What are the risks of not conducting a social compliance audit?
Steve: I would say that there are three key risks and the first is you just don't know who you're working with. Is it a supplier that follows the law or is it a supplier that is cutting all kinds of corners to increase profits at the expense of its workers? The second reason is that if you're working with another party like Walmart, and you're supplying to them - or Target or Disney - if you're not auditing them you don't know if your suppliers can actually meet those brand or retailer requirements. So if Walmart says, "okay, we need to do an audit of your factory," now you're in a situation where you don't know if you can pass or not. If you don't pass, in most cases, you're not going to be able to ship your order. The third reason is basically just reputational risk. In late 2012 in Bangladesh, one of Walmart's suppliers had a very significant fire, and it resulted in the building collapsing and over 100 people died. And because Walmart merchandise with Walmart's logo was found there at the scene, it just blew up in Walmart's face. It was a terrible PR disaster and nobody wants to be associated with a factory burning down and innocent people dying. So one of the ways you can avoid all of those issues to begin with is by regularly auditing your suppliers and checking for the kinds of things that can lead to those tragedies.
Do you think the Bangladesh incident has had a major effect on the number of regulations introduced into manufacturing and the number of social compliance audits conducted these days?
Steve: Absolutely. I was at InTouch at the time when that news broke, and we saw a huge uptick in inquiries just about, "what can we do? What are the rules?" It really brought to light how little people knew about social compliance, how we check for it, what the standards were and what their obligations were as suppliers to Walmart, even. So, in light of that incident, Walmart issued a lot of new mandates for its suppliers, and it totally changed the auditing landscape.
Do you think social compliance audit will contribute to a positive change on the horizon for manufacturing and the way workers are treated?
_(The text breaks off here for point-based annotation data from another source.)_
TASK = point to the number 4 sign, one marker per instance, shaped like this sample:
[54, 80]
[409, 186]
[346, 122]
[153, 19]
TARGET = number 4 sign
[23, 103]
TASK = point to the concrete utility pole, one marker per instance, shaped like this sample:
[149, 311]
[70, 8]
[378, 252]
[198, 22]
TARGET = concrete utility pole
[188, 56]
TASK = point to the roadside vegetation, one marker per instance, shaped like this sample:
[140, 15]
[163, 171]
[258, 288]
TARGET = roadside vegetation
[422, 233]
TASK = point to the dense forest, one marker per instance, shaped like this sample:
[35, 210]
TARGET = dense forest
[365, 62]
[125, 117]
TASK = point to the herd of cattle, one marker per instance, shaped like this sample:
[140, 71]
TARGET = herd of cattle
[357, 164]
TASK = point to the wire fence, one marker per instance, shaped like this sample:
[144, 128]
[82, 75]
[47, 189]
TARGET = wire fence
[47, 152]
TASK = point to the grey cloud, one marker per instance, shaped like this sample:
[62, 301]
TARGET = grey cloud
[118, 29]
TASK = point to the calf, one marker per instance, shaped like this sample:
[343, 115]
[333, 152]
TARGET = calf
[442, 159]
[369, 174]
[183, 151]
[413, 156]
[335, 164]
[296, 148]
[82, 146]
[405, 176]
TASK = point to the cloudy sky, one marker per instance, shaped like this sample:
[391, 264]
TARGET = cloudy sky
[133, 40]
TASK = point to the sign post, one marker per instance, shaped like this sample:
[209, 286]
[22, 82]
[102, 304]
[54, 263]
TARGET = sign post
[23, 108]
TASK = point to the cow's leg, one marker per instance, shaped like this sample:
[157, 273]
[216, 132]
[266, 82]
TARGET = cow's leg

Steve: Absolutely. Doing a social compliance audit is very invasive and it involves doing private interviews with factory employees. So when you're asking an employee, "are you satisfied with your job? Do you like the meals? Is there anything that you would like to see management do differently?", and they know that those answers are private, psychologically, they're thinking, "do I really like what I do here?" or "do I like my Boss?" They're thinking about these things, and I think that does slowly, albeit probably somewhat measurably, trickle down throughout society over time. So, yes, I do think that the social compliance auditing process and also just how seriously it's beginning to be taken here definitely has a social effect.